A forest will grow naturally.
This year’s World Economic Forum in Davos, Switzerland, called for the world to plant a trillion trees. Many commentators explain, however, that all you need for forestation is to let the land alone without further damage and the forest will grow back itself. Meanwhile, “….a new study shows that the potential for natural forest regrowth to absorb carbon from the atmosphere and fight climate change is far greater than has previously been estimated” (https://e360.yale.edu/features/natural-debate-do-forests-grow-better-with-our-help-or-without)
Children will grow naturally too. Yet we are all preoccupied with various approaches for the education, socialisation, and development of children. Or maybe we should be, and are not enough. In the case of forests, we cannot wait for hundreds of years on our own Gangavan for them to grow and so we interfere. We keep cutting back tall grasses, prickly wild trees, and undergrowth, or we would be buried under a Sleeping Beauty type jungle. While we thus remove, we keep digging trenches and pits, manuring and planting. Then we weed and water and cut back more undergrowth around, not in the trenches.
This past year, some of us were away for much of the year and immersed partly in the parallel activity of helping children grow. In April all will be back to the comparably easy work of planting and gardening (while the child-rearing carries on, and maybe the children become gardeners too). These are some of the plans:
To double the number of trenches and pits. Those first planted already showcase a hundred species anywhere from 4 to 10 feet high. No time to lose to forest the rest of the land!
To design more carefully towards the final landscape, which will have: three ponds, double lines of trees around the boundary, groves of specialized flower and fruit trees, walkways, observation spots, a rehearsal space and theatre studio, cottages, a common semi-outdoor meeting space.
To begin to use the land more regularly for classes, for farming, for experiments, for learning and interacting with. We will bring experts, children, teachers, villagers, families and all visitors interested. Whatever anyone wants to do, almost, could be done in Gangavan.
To develop an “Ecological Curriculum” that will include the five elements, vayu (wind), akash (space), jal (water), agni (fire), and Prithvi (earth) woven and interlinked together in just about every topic in the subject areas of Languages, Mathematics, Social Studies and the Sciences. An artwork outside our campus depicts the elements with the shloka:
छिति जल पावक गगन समीरा। पंच रचित अति अधम सरीरा।। (Chiti, Jal, Pavak, Gagan, Samira – Panch Rachit Ati Adham Shareera. In slightly different words: our bodies are made of the five elements of earth, water, fire, space, and air.)

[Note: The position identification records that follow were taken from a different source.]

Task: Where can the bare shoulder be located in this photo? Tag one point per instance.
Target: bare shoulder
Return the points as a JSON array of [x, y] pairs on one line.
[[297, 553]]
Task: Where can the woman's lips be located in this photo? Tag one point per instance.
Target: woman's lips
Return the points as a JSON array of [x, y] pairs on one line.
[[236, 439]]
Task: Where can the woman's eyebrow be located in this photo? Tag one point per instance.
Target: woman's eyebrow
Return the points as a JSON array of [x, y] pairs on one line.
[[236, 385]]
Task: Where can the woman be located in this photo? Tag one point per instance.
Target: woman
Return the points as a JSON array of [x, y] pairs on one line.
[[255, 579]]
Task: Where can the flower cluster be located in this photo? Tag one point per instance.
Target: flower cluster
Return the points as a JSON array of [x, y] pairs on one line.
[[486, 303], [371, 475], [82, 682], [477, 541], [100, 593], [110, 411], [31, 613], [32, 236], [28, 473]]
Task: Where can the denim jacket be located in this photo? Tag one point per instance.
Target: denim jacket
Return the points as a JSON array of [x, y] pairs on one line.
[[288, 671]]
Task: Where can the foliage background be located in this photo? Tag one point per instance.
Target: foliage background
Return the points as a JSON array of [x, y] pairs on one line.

There is no limit to the usefulness of ‘ecologising’ our learning. We will interact with villagers, learning from them and teaching them through our questions and experiments. We will learn to care for our environment, our trees and animals, our earth and water, not just on special days but all the time. We will be happy creatures in the outdoors much of the day, playing while we learn, learning while we play. And because the elements are in fact intractable and complex, we will learn problem-solving at each step. Plant seeds? How do you access enough cowdung and urine to make enough organic manure? Seeds coming up—how to ward off the porcupines and peacocks, such lovely animals but busy nibbling? Saplings a sizeable height—how to deal with rabbits and mice? After that, the nil gai (our own Boselaphus tragocamelus antelopes?) How to dam up the excess water in the monsoons, the frosts in winter, and the scorching sun in summer? How to tackle soil erosion??
Gangavan, the original classroom, laboratory, and Garden of Eden.